Molly didn't create you and she didn't create the heart that loved her. She simply came along and drew out all that lived inside you. You were a team, a family, you came together as a package and now just one of you is left to move forward. It's unbearably frightening and devastating because you literally cannot connect to a life that doesn't have her in it. Like Fiona was for me, Molly was your heart and soul, and to try to make sense of her loss is breathtakingly impossible at this moment.
So, what happens now? I truly wish I could tell you. I believed with all my heart that I would simply never recover, never be happy, never find peace again. I KNEW that I alone would be the exception to the rule that people do move ahead, do find life and love again. I know that's just how you feel now. You truly believe that this suffering will be forever because you cannot find the answers you need to get through the next day or the next week. At this moment you're stuck, frozen in time at the moment Molly died. For a variety of reasons, you've not been able to move beyond the early stages of grief and it's becoming a chronic condition. All thoughts concerning Molly, her life and her death are negative.
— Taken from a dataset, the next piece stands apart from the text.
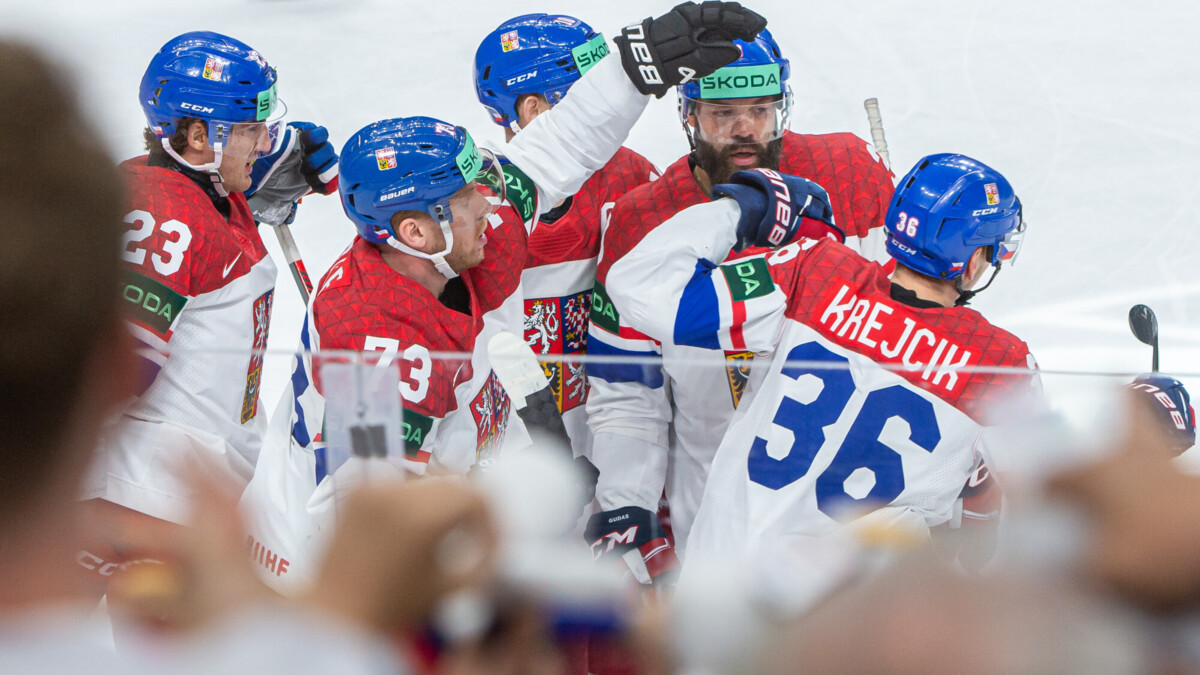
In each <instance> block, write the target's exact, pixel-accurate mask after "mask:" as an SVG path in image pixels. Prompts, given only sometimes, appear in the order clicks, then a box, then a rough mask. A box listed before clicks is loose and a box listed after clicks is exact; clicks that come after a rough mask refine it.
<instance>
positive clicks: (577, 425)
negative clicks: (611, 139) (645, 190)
mask: <svg viewBox="0 0 1200 675" xmlns="http://www.w3.org/2000/svg"><path fill="white" fill-rule="evenodd" d="M656 178H658V172H656V169H655V168H654V165H653V163H650V161H649V160H647V159H646V157H643V156H642V155H638V154H637V153H635V151H632V150H630V149H628V148H620V149H619V150H617V154H616V155H613V157H612V160H610V161H608V163H607V165H605V167H604V168H602V169H600V171H598V172H596V173H594V174H593V175H592V178H589V179H588V180H587V183H584V184H583V187H582V189H581V190H580V191H578V192H577V193H576V195H575V196H574V197H572V198H571V202H570V204H568V207H569V208H568V209H566V211H565V213H563V214H562V215H559V216H558V217H556V219H552V220H551V219H548V214H542V217H541V219H540V221H539V222H538V227H536V228H535V229H534V231H533V233H532V234H530V235H529V257H528V261H527V263H526V270H524V273H523V274H522V275H521V283H522V286H523V287H524V325H523V327H522V330H523V335H524V340H526V344H527V345H529V347H530V348H532V350H533V351H534V352H535V353H538V354H554V356H563V354H583V353H586V352H587V345H588V312H590V311H592V287H593V286H594V285H595V280H596V261H598V258H599V256H600V238H601V234H602V232H604V228H605V227H606V226H607V220H608V215H610V213H611V211H612V208H613V205H614V204H616V202H617V199H618V198H619V197H620V196H622V195H624V193H626V192H629V191H630V190H632V189H634V187H636V186H638V185H642V184H643V183H648V181H650V180H653V179H656ZM556 210H557V209H554V210H552V211H551V213H554V211H556ZM542 369H544V370H545V371H546V376H547V377H548V378H550V383H551V387H552V388H553V392H554V399H556V401H557V402H558V410H559V412H562V413H563V423H564V425H565V426H566V432H568V435H569V436H570V437H571V446H572V449H574V453H575V455H576V456H580V455H590V450H592V432H590V431H589V430H588V425H587V411H586V408H584V402H587V400H588V389H589V387H588V376H587V372H586V371H584V368H583V364H578V363H571V362H565V363H546V364H544V365H542Z"/></svg>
You've changed your perception of yourself from one of a 'good parent’ to a terrible person as you micro-analyze the authenticity of the life you shared with her. Twelve years of shared love have become the foundation for a bleak and dark future. It's not true, but your depression and grief want you to believe that it's true.
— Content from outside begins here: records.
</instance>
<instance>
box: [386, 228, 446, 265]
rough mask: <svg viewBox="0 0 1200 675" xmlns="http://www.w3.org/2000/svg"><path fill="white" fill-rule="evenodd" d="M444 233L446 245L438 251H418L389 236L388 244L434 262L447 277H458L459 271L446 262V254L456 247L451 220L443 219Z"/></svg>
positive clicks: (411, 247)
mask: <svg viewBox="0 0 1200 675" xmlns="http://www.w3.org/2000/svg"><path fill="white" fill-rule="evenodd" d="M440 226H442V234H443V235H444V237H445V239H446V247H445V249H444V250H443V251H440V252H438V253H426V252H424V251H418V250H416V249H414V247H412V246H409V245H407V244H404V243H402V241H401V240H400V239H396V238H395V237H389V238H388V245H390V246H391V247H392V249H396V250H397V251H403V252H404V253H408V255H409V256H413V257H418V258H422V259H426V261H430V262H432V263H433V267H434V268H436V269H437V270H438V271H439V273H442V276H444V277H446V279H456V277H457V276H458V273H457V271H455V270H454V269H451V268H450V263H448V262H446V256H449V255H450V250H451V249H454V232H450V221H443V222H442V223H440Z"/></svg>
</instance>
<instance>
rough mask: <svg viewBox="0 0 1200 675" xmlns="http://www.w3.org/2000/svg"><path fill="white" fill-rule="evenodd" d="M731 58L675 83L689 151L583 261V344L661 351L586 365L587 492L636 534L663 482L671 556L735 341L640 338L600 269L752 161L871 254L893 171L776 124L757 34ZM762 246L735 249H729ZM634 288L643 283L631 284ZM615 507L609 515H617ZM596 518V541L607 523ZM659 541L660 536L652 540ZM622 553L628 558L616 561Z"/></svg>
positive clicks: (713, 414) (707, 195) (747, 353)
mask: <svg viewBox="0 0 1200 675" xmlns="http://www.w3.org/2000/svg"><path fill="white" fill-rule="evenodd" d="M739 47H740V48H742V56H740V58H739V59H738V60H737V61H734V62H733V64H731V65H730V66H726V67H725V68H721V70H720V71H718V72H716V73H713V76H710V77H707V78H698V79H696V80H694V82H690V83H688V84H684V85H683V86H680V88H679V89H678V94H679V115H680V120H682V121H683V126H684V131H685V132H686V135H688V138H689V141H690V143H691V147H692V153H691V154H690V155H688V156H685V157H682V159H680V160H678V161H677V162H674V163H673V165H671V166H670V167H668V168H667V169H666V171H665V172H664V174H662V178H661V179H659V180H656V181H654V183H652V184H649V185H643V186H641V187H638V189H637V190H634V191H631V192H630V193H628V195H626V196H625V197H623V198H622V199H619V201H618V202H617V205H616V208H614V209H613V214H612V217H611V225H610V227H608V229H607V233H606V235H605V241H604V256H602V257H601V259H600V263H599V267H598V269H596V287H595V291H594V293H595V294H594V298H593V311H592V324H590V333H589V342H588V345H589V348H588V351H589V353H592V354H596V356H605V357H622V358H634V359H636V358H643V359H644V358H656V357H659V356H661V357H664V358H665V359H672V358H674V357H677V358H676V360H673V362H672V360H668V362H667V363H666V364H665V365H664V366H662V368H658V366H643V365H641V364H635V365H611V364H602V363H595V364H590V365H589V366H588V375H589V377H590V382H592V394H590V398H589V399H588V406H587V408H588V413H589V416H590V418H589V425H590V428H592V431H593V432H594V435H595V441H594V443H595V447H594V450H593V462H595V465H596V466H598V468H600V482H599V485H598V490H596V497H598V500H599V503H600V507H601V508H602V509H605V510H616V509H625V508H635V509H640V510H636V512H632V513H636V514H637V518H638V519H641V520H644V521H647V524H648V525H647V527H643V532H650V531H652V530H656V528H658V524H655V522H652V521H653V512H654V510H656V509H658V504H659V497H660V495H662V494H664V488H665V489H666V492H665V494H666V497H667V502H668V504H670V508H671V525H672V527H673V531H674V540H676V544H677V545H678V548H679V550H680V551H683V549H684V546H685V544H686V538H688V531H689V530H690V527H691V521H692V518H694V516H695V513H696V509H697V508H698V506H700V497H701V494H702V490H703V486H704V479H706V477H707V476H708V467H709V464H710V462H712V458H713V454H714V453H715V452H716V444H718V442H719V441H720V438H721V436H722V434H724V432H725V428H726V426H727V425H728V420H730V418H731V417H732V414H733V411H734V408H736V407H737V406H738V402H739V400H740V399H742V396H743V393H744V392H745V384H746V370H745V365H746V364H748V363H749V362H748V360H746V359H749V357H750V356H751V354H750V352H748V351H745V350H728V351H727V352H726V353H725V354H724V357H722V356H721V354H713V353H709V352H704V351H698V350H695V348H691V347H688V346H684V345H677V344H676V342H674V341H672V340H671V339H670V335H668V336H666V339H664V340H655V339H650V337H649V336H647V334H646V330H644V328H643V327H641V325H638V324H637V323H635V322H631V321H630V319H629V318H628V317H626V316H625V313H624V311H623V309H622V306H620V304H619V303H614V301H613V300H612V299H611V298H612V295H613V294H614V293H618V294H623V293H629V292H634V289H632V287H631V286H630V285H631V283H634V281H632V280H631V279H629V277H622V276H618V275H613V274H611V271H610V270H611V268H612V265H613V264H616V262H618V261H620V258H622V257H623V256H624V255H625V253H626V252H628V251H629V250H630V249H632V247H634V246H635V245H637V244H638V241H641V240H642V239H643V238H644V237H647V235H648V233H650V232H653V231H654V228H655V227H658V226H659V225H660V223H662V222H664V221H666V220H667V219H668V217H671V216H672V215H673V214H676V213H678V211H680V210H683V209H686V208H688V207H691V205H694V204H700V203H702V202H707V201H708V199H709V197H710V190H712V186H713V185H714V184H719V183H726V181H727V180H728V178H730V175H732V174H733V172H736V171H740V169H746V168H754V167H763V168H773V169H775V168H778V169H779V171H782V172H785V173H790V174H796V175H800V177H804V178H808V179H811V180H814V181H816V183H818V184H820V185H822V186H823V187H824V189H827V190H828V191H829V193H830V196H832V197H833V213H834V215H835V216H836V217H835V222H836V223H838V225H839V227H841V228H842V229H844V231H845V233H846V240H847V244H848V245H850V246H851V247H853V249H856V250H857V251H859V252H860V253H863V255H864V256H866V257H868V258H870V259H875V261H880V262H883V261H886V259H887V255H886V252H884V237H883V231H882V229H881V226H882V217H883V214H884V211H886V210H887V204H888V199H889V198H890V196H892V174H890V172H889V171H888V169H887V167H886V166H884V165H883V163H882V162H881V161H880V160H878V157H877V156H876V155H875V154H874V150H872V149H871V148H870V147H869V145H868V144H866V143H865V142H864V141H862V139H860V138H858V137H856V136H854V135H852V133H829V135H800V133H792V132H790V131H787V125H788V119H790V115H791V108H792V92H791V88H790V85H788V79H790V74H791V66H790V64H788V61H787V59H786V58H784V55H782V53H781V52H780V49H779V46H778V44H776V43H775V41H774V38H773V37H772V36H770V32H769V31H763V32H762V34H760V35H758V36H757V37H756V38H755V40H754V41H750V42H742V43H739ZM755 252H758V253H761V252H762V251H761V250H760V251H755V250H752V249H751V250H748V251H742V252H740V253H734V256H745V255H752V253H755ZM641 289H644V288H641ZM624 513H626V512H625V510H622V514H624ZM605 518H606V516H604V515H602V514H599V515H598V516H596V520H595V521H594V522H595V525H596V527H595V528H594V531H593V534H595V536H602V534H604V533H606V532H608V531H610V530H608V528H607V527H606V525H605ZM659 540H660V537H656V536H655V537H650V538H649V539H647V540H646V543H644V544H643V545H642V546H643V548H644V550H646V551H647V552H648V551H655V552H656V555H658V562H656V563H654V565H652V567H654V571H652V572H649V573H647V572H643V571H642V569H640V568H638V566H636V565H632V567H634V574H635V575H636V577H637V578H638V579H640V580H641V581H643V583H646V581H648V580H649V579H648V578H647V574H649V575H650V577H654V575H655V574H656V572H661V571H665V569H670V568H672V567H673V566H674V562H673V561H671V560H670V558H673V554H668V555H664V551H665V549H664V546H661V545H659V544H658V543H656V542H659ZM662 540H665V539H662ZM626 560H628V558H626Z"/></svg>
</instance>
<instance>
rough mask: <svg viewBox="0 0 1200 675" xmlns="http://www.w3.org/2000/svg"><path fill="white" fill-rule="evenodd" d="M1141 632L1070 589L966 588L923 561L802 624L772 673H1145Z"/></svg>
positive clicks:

Acorn, it was Molly who died. You did not. And if you're to regain your peace then I cannot imagine it will be without Molly. Talk to her, ask for her help and guidance to become, again, the person she adored. Tell Molly that her example of living life to the fullest is worth copying because she showed you how. Tell her you miss her, you want her, and that you'll never let her go because her love is such a positive influence, not a trigger for negative thinking. Allow yourself, even for a moment, to imagine what you would have wanted for Molly if it had been you who left. Your thoughts would be of hope that Molly would thrive and find her footing without you, because she deserved that happiness.
So do you. And I believe this is what Molly understood, too. You’re too special, too important, to let the love you have to share stop because of Molly’s passing. If it takes some kind of counselling or external support to help you get there then do it. Molly was a light, and arriving at a place where you really believe this can chase away the darkness. Maybe, someday and when you’re ready, you could bond again with another pet because that capacity is inside YOU – it didn’t come from Molly. But you’re nowhere near ready to think about this – and you don’t have to, because you need to allow Molly’s light to lead you out of the darkness you find yourself in. She’s left you, but I know she hasn’t really left you – you get to keep this love, this relationship, forever. From now on, every smile, every moment of peace, every good friendship or relationship, will come from the place you and Molly created – because that’s what she has taught you, and this truth can never die. She gave you what you need to move forward.
Take a deep breath, feel my hand in yours, and know that your future is every bit as important, and worth it, as your past. Molly would expect no less of you, and she’d be right. Please write again, I’d love to hear more about her, who she was, what made her so special to you. I am thinking of you right at this moment, and I hope you can feel every ounce of support and care I have coming to you through this note. You matter.